[fix] Fix the activation checkpointing when using SwiGLUPackedFusedOp

The IF conditional on the x.requires_grad state (to change the behavior between inference/training modes) changes behavior of the recomputation of the forward() method which breaks activation checkpointing (as on recomputation phase x is detached with requires_grad==False, and different number of tensors are saved in the save_for_backward() method).
facebookresearch · Oct 17, 2024 · 4829d7e · 4829d7e
1 parent 46d2823
commit 4829d7e
Showing 1 changed file with 5 additions and 0 deletions.

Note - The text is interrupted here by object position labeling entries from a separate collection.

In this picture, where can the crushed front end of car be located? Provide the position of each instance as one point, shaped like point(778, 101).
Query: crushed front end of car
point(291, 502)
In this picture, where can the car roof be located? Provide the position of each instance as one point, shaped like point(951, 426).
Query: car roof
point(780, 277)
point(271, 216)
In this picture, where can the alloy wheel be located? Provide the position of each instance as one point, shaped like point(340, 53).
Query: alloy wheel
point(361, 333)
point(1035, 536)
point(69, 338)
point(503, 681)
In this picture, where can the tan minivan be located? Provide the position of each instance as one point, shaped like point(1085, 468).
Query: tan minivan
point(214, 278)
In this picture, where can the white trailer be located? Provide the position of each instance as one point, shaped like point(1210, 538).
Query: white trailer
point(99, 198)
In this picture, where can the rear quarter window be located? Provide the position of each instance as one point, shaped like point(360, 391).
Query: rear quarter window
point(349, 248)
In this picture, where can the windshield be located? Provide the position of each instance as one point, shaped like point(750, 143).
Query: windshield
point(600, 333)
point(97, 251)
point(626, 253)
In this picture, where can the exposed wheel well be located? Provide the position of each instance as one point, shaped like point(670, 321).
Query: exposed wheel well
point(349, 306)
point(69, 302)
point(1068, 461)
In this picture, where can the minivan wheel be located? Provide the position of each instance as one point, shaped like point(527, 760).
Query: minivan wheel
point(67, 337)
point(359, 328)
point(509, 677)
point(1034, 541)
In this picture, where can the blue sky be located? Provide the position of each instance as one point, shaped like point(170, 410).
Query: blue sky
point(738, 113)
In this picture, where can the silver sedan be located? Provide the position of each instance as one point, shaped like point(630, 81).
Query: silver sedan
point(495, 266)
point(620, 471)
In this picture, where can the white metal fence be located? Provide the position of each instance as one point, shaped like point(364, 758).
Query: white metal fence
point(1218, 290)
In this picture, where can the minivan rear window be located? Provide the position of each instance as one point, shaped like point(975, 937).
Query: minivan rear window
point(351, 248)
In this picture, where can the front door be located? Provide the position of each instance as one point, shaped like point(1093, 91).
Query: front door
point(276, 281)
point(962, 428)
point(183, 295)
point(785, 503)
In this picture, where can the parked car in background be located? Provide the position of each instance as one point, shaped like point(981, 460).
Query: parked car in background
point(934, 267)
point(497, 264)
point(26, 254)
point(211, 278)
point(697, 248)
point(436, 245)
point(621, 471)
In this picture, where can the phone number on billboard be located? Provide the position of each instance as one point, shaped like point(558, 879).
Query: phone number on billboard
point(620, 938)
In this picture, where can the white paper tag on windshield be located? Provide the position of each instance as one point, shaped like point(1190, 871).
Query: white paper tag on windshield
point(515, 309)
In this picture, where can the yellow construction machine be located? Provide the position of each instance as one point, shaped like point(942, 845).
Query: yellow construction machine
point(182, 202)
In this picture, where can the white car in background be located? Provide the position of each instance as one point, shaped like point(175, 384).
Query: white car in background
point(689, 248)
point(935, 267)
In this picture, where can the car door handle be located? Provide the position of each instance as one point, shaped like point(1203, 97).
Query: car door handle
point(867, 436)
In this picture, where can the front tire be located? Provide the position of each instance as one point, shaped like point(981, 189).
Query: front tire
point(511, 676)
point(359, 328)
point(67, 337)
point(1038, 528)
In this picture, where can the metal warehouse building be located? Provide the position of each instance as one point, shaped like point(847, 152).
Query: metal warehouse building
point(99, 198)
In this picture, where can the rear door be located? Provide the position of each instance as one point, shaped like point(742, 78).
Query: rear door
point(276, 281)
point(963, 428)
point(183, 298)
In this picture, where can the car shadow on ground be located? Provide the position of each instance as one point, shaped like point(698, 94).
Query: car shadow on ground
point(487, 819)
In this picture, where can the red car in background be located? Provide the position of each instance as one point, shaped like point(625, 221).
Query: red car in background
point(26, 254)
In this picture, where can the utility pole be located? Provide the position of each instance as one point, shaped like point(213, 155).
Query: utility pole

diff --git a/xformers/csrc/swiglu/swiglu_packedw.cpp b/xformers/csrc/swiglu/swiglu_packedw.cpp
@@ -211,7 +211,12 @@ at::Tensor swiglu_packedw_cuda(
     const std::optional<at::Tensor> b1b2,
     const at::Tensor w3,
     const std::optional<at::Tensor> b3) {
+  if (torch::GradMode::is_enabled()) {
     return SwiGLUPackedWeights::apply(x, w1w2, b1b2, w3, b3);
+  } else {
+    return SwiGLUPackedWeights::forward(
+        /* ctx */ nullptr, x, w1w2, b1b2, w3, b3);
+  }
 }
 } // namespace